I used to believe design thinking could change the world.
I taught it to thousands of people for nearly a decade, both in my job at Google and when I went independent back in 2018. I found a lot of purpose, joy, and hope in the practice: leaning into empathy, tapping into our creative potential, and solving problems by really tuning into human experiences.
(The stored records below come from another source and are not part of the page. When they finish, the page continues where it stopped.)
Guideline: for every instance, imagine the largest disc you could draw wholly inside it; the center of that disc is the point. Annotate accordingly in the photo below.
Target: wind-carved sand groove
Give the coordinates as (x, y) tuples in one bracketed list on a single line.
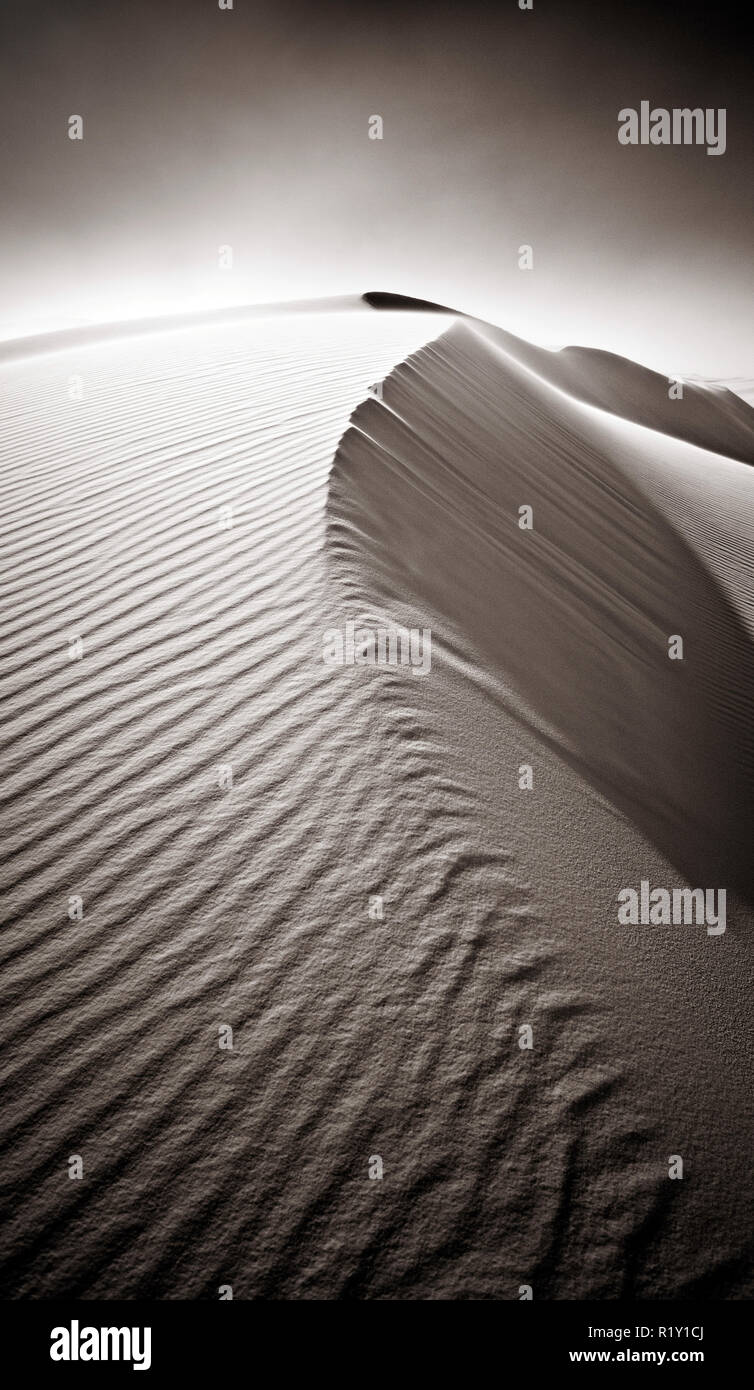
[(572, 620)]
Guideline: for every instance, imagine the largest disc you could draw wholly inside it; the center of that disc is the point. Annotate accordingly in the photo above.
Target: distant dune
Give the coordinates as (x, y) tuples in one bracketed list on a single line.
[(205, 826)]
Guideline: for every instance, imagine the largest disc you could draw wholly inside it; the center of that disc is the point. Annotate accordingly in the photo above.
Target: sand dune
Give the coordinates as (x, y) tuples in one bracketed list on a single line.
[(248, 905), (578, 612)]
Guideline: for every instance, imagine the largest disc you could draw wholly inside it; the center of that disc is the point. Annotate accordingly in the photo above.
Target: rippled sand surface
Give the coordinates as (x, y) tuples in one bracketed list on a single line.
[(184, 516)]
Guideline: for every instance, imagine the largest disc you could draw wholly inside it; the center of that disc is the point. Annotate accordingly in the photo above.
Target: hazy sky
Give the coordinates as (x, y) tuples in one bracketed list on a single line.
[(251, 128)]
It felt uplifting, and, back in 2012 when I discovered it, it completely reoriented my career.

The flaws of design thinking
But over the years, I started seeing its limits.
Design thinking encourages us to start with listening, with the end goal of landing at that supposedly "perfect" mix of innovation: viability, feasibility, and desirability.

But, among its many flaws, it doesn’t teach us how to interrogate power:
- Who is actually doing the listening (dominant groups)
- Whose insights and ideas are "listened" to (or rather, who they are extracted from)
- How we "objectively" interpret what we "hear" (what's so neutral about implicit bias and stereotypes?)
- How we define problems we solve for (ignoring their structural nature, shifting blame to individuals, and evading accountability)
- What norms we uphold when we design (Western, Eurocentric & colonial ones)
- Who truly benefits from our solutions (dominant groups and powerful institutions)
- The "we" and "our" in all of the above (back to dominant groups, see a pattern?)
I’ve watched design thinking fall short and cause more harm in many spaces where folks intend to do "good."
Mostly because it centers individualism, racial capitalism, and saviorism—repackaged as “creative confidence” or "social innovation." And because it aims to “solve” without acknowledging or fully understanding what's at the root of many "problems": oppressive systems.
That’s why I no longer teach it.
An alternative to design thinking
In the past years, I've been building something that responds to the gaps I witnessed and experienced.
A methodology rooted in justice, systems thinking, and liberatory practice. A design practice and ethos that invites reflection, repair, and co-design, and not just iteration.
I call it design changemaking.
It’s not "the" answer. It’s one of many pathways we can take to design in service of liberation and collective well-being. But it’s the path I’ve committed to—in my own work and for the communities I care about.